Transparency and monitoring of side effects will be particularly important in addressing vaccine concerns. The Jynneos vaccine, which looks to be about 85 percent effective against monkeypox, was approved based on animal studies and limited studies in humans. So far, it has been rolled out among certain populations, like members of the military and some laboratory researchers, with no apparent safety concerns.
“I think the benchmark that they used was reasonable,” Omer said of the vaccine trials. “So far, the safety record has been reasonable. But we need to again weigh the need versus the side effects.” The Jynneos vaccine doesn’t leave a scar like the earlier pox-family vaccine that was widely used against smallpox does, but it can be unpleasant to receive—with redness and swelling at the injection site alongside fever, fatigue, nausea, and chills. There is also little data on vaccination during pregnancy, although some countries, like the U.K., have begun vaccinating pregnant people during this outbreak, given the risks of contracting monkeypox during pregnancy and no adverse effects in animal trials. In addition, the vaccine isn’t approved for children under the age of 18, and it has not been studied well in this population.
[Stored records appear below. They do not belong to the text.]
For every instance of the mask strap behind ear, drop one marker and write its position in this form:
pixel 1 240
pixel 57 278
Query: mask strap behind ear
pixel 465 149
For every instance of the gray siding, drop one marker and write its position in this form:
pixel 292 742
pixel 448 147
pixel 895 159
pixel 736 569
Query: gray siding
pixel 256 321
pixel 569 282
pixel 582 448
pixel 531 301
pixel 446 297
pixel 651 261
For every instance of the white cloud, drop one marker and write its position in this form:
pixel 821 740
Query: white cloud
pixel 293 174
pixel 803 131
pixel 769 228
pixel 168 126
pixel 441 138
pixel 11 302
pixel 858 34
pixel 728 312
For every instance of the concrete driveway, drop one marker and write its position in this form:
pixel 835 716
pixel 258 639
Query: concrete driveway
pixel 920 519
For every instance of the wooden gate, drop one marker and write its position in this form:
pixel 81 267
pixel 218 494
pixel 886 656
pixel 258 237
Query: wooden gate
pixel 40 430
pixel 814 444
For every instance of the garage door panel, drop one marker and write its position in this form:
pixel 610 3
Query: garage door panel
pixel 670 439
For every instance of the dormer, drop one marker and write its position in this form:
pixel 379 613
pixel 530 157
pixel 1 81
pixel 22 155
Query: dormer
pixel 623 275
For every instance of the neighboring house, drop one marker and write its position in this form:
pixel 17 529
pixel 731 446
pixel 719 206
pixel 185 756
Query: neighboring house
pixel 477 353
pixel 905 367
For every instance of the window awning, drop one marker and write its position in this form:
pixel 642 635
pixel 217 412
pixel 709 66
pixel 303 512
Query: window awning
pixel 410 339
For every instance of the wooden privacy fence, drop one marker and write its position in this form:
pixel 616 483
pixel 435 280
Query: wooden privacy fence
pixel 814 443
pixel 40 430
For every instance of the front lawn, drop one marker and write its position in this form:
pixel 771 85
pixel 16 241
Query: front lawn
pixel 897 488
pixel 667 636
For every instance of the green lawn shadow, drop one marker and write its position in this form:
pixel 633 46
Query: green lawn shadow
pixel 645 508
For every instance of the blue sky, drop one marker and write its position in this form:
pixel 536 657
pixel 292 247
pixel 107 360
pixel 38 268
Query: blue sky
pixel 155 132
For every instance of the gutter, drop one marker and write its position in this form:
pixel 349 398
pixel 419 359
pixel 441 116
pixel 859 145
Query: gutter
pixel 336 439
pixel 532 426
The vaccines currently being administered “should come with a robust postmarketing surveillance program” for effectiveness and safety in a wider population, Omer added. With the earlier smallpox vaccine, pericarditis and myocarditis soon emerged as potential side effects—in fact, that’s one of the reasons researchers looked for these conditions after Covid vaccination. So far, the very rare side effect doesn’t seem to have been detected with the later smallpox vaccines, but monitoring those who receive them now could help understand the vaccines’ safety profile.